Intolerance
The charge is often levelled against Socialists that they are “intolerant.” It is said that they are not prepared to find excuses for anybody or anything and that they are bigoted to the exclusion even of justice. If it is meant that Socialists are not tolerant of society the label is justified; but our detractors do not mean that alone.
They go on to say that we let our distaste for society manifest itself in every personal action. That, perhaps, is again true up to a certain point. A Socialist should not allow any occurrence to pass without applying to it his Socialist reasoning. Thus it follows that a Socialist must place a different construction from the ordinary man on the majority of things that occur in the daily life of the world. To take one instance, a man might object to a strike in any particular industry because it affects his personal comfort. He knows nothing of the economic war, of the laws which govern capitalist society and produce strikes and “industrial unrest.” But the Socialist, though his personal comfort may also be affected adversely, is forced by reason of his knowledge of the forces that work in society, to take up a different attitude. Therefore, since at present the great majority of mankind is not Socialist, it follows that the views of a Socialist must be unpopular views. And since there is precious little that happens to-day that a class-conscious worker could condone or approve of, he earns from his fellows the epithet “intolerant.”
When a jingo fanatic on the eve of war assassinated Jaures and was placed on trial he was acquitted, but when a young Anarchist shot at—and failed to kill—Clemenceau, whom he considered the enemy of the working class, he was sentenced to death. Surely this could be called intolerance? Again, all the obstacles that the capitalist class place in the way of the advancement of the proletariat towards their emancipation, all the slime and mud that they cast at advanced thinkers, all the ridicule that they attempt to heap on Socialist thought, indicate that they are intolerant also. It therefore appears that the Socialist and the capitalist are intolerant of one another. This leaves only the worker who is not class-conscious, tolerant. And what does his tolerance do for him?
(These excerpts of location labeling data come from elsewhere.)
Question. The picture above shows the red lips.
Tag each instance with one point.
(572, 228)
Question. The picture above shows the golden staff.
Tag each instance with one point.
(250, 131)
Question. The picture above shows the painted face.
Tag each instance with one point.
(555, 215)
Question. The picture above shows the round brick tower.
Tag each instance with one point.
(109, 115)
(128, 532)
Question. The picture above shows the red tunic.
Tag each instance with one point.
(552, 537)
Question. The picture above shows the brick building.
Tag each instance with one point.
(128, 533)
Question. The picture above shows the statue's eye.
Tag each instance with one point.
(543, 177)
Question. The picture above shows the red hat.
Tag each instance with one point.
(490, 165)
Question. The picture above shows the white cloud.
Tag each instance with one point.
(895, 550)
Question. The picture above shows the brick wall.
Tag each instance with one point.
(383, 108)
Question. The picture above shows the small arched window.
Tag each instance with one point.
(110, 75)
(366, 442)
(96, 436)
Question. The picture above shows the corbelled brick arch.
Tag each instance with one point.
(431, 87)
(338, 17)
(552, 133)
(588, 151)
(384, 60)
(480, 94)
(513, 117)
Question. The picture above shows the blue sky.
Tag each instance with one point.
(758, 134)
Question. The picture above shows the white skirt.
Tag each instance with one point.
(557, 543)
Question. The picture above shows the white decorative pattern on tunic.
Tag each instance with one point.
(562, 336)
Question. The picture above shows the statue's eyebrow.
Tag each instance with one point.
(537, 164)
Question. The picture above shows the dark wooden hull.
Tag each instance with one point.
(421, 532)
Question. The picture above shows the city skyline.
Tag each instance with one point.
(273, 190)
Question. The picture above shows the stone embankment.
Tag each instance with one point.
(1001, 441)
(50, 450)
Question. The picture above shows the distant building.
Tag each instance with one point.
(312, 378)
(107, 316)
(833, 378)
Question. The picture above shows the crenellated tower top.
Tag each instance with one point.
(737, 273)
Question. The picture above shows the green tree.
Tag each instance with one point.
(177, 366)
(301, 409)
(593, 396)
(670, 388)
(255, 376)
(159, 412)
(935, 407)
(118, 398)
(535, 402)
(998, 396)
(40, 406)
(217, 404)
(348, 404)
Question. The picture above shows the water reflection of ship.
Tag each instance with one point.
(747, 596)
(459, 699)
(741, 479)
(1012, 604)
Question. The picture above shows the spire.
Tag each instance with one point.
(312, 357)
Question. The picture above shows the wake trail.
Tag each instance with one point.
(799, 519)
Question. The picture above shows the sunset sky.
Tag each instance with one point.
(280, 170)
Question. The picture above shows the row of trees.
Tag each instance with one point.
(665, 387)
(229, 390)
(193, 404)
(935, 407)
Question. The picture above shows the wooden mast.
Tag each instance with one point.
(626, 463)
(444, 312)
It makes him accept his slavery, degradation and insecurity of livelihood almost without a murmur. It reconciles him to slums, bad food, and a monotonous life relieved by no real pleasure, and burdened with sorrow. It blinds him to his sordid environment and makes him deaf to his children’s cries. It keeps him docile and makes him willing to produce wealth that his masters shall enjoy, stultifies his imagination of what life should be like, and stifles his desire to improve his condition.
Thus it is only intolerance that will serve the turn of the working class. Not only the intolerance that disgruntles, but the intolerance that makes one long to be up and doing something to make things tolerable.
Until the working class decide upon intolerance, therefore, they will not better their slave condition. When they do achieve intolerance they will not be far from achieving as well their emancipation.
S. H. S.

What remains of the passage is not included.